La vie du personnage que nous découvrons, mais fort peu, dans le roman écrit par Viviane Moore est bien entendu fictive. Je vous l’ai dit, il existe relativement peu de documents biographiques sur Al Idrïsï. Elle a cependant le mérite (la preuve !) d’éveiller l’intérêt du lecteur pour cet homme qui fut certainement l’un des grands savants de son époque. Comme il n’est guère conseillé de commencer une saga par le quatrième tome, il vous faudra lire le début des aventures, assez palpitantes, de Tancrède d’Anaor, avant de rencontrer notre géographe.

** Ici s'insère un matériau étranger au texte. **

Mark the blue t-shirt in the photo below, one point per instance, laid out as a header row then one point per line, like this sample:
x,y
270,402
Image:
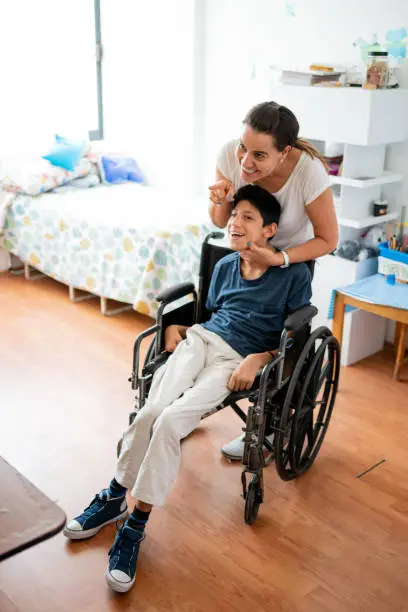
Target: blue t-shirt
x,y
250,314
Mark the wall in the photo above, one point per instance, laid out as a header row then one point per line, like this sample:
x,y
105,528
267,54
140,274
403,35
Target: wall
x,y
245,38
48,82
148,84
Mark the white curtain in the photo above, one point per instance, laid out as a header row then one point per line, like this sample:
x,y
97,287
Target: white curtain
x,y
48,73
148,85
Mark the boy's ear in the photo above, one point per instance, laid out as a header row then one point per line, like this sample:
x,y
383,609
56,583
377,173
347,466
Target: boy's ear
x,y
270,230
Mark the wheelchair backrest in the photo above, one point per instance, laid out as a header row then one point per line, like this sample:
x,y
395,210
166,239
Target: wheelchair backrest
x,y
210,255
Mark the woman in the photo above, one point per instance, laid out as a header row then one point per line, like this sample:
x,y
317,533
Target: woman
x,y
271,155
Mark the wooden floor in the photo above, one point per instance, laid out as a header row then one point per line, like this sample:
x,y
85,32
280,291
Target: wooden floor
x,y
329,542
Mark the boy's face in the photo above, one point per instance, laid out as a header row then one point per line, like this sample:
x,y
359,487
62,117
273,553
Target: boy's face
x,y
246,225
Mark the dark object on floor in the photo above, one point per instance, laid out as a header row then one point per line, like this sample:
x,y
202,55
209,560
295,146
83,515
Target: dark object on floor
x,y
27,516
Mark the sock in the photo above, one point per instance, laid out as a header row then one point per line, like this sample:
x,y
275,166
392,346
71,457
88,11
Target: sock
x,y
138,519
115,489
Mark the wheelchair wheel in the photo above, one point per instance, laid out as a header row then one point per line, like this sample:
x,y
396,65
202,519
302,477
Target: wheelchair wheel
x,y
316,403
308,405
253,499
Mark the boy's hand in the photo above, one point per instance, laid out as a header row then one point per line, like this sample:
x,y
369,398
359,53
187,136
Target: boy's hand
x,y
244,375
222,192
173,335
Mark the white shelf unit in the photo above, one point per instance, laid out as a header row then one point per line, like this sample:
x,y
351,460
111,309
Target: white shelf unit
x,y
366,222
364,122
385,179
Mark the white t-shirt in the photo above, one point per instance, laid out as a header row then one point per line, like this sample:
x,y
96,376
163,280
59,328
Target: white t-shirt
x,y
308,180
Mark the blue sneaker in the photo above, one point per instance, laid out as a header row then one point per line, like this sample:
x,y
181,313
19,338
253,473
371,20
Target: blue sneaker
x,y
121,571
102,510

Le trajet par mer depuis la Normandie jusqu’à la Sicile présente de nombreux dangers surtout lorsque l’on est un personnage « clé » dans la guerre de succession au trône de Sicile ! Bon vent si le cœur vous en dit ! Je ne suis pas un fan des autres récits de Viviane Moore mais j’ai aimé cette série.

5 Comments so far...

Christiane Says:

11 juin 2008 at 07:07.

Cette géographie, née de l’obscur et du désir ne guide que vers les zones d’ombre, les épopées inter-dites, les étoiles renversées comme autant de lumignons dans l’océane bleue devenue noire d’ancre et de mots engloutis.
j’ai déroulé la carte, ai cherché le sillage d’un nageur égaré…

Paul Says:

11 juin 2008 at 09:12.

Merci pour votre commentaire ! Il ajoute à cette chronique la dimension poétique que je n’ai su lui donner.
Je profite de ce message pour signaler aux amateurs de cartes anciennes le très beau numéro 2 de la revue GéoGraphie, actuellement en kiosque. Les illustrations sont superbes et les articles intéressants.

fred Says:

11 juin 2008 at 09:55.

Heureusement qu’elle existe cette dimension poétique d’ailleurs, parceque « le livre de Roger », ça ne sonne pas très « glamour », tout comme « le livre de Robert ou Raymond ». Sauf si on le prononce à l’anglaise, « le Livre de Rojeur », là, ça fait tout de suite plus classieux !

Yasmina Says:

6 août 2012 at 09:46.

Bonjour,
Je cherche à trouver des livres en arabe écrit par Al Idrisi en particulier sur des sujet comme la botanique, est ce que vous savez ou je pourrais en trouver ?
Cordialement,
Yasmina

Paul Says:

7 août 2012 at 11:52.

@ Yasmina – N’ayant jamais eu à résoudre ce problème, je ne sais trop quoi vous répondre. Peut-être pourriez-vous vous adresser pour obtenir des renseignements à l’Institut du Monde Arabe à Paris qui possède une bibliothèque importante ainsi que de nombreux dossiers documentaires. Merci en tout cas pour votre intérêt !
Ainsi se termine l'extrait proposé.